Re: Democritus' sources for his atomist theory




"Matt Giwer" <jull43@xxxxxxxxxxxxxxxxxxxxxxx> wrote in message news:472b9680$0$25673$4c368faf@xxxxxxxxxxxxxxxxx
Agamemnon wrote:
"Matt Giwer" <jull43@xxxxxxxxxxxxxxxxxxxxxxx> wrote in message news:47278103$0$32535$4c368faf@xxxxxxxxxxxxxxxxx
Agamemnon wrote:
"prr" <psaulmoneonenine@xxxxxxxxx> wrote in message news:1193704551.355706.252480@xxxxxxxxxxxxxxxxxxxxxxxxxxxxxxx
OK I know some smarties might say "Leucippus." Then give me his
source, ok? :) I'm wondering if this was simply a good guess by folks
who were grasping for straws, or if they got these theories from
Persia or India (it is true that reincarnation was en vogue among some
of the presocratics), or was it something else? How did Democritus
come to believe in this theory?
Let me clarify my question-I'm not asking for someone to recount
Democritus' own teachings. What I'm asking is, where did he get it
from? Was this just typical of the guesswork that was done by most of
the presocratics of his age-with him being the lucky correct guesser?
Or was he reflecting ideas that had been carried into Ionia from
farther east? Or south, from Egypt?
Have you read Plato's Timaeus? If not read it.
The atomic theory of Democritus time was pretty close to modern Quantum theory. We now know that Archimedes invented Calculus so maybe an ancient mathematician had come up with the mathematics used in Quantum Mechanics in 450 BC since it is very basic and even Pythagoras could have derived it, and guessed that nature must work the same way, but Democritus could not understand it or his account of it got corrupted, so it became all about triangles.
While you can get to the idea that all motion has to have a finite minimum amount to get passed Xeno's paradox,

The soultion to Zeno's paradox is, "There's no such thing as an instant in time or present moment in nature. It's something entirely subjective that we project onto the world around us. That is, it's the outcome of brain function and consciousness." "...no matter how small the time interval, or how slowly an object moves during that interval, it is still in motion and it's position is constantly changing, so it can't have a determined relative position at any time, whether during a interval, however small, or at an instant. Indeed, if it did, it couldn't be in motion."

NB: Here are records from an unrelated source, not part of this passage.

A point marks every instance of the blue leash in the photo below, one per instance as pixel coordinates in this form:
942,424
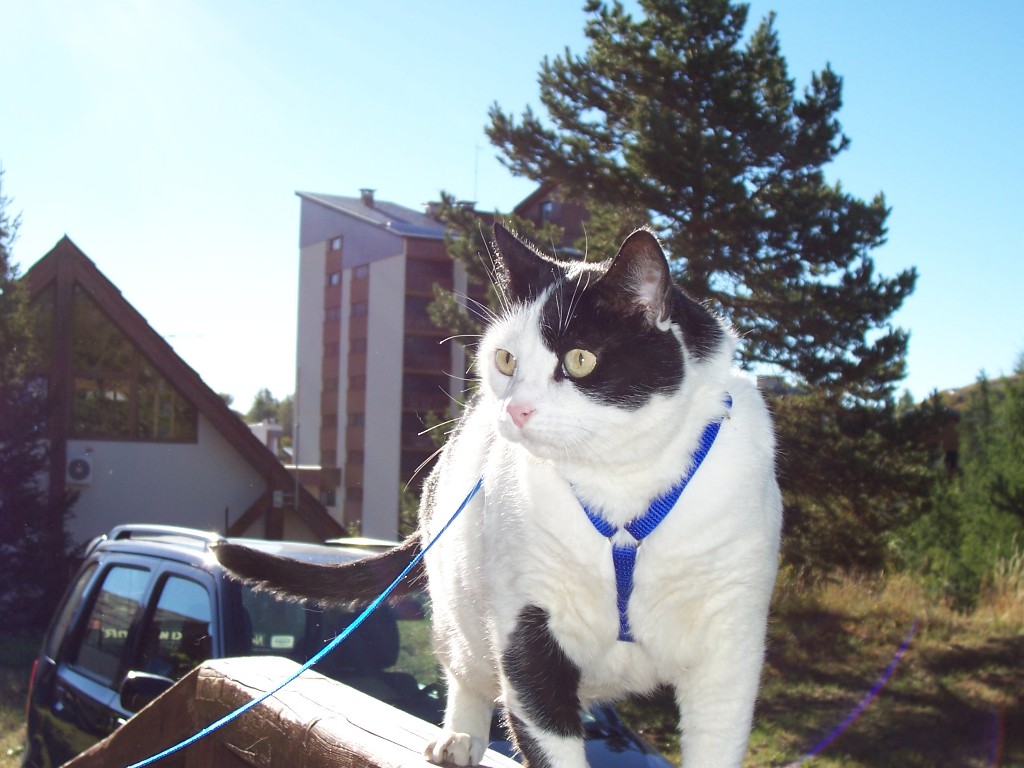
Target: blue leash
624,556
323,652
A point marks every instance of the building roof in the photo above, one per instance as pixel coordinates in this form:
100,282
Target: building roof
66,262
391,216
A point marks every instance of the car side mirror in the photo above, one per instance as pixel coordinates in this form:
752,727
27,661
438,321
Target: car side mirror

http://www.eurekalert.org/pub_releases/2003-07/icc-gwi072703.php

There are many solutions to Xeno's Paradox. The one most common today it simply to use proper math to solve the infinite sum of 1/2^n. The answer is 1. In the quantum sense there is a smallest possible motion which is finite and not divisible into a smaller unit.

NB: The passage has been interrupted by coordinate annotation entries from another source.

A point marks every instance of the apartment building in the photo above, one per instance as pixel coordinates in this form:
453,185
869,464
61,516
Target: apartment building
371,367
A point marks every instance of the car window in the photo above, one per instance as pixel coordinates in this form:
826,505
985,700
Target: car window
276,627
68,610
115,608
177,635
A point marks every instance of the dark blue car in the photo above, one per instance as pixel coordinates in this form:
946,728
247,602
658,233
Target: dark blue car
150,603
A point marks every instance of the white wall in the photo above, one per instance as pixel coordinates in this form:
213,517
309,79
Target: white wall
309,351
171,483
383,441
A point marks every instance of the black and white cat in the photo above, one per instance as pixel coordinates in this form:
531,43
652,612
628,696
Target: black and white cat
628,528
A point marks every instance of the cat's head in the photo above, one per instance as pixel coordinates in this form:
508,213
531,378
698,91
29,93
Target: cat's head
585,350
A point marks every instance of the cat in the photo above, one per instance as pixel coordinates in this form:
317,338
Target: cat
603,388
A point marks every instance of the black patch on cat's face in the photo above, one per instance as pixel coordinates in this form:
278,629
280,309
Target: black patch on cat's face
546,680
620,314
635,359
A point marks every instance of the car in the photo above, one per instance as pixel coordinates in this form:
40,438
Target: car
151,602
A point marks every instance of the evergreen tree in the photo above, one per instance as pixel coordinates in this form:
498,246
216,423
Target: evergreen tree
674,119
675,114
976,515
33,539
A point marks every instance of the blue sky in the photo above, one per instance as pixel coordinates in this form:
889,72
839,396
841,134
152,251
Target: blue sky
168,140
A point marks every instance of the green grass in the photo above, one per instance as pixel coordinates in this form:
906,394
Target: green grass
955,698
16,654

real quantum mechanics can not exist without the statistics and the uncertainty principle. Neither can be deduced from reason.

Nope. The existence of quantum entanglement was all deduced from reason by Parmenides who was also the first person to come up with the idea of time running at one rate for some observers but another rate for others and therefore explained time dilation. Read the Platonic dialogue of the same name.

As I in fact a BS in physics and a minor in math I can assure you there is no possible way to deduce it.

As a BSc in physics I can assure you that Parmenides offers a better explanation than anyone else either past or present. He coucludes "Let thus much be said ; and further let us affirm what seems to be the truth, that, whether one is or is not, one and the others in relation to themselves and one another, all of them, in every way, are and are not, and appear to be and appear not to be." Schrödinger expresses this in the form of his cat paradox.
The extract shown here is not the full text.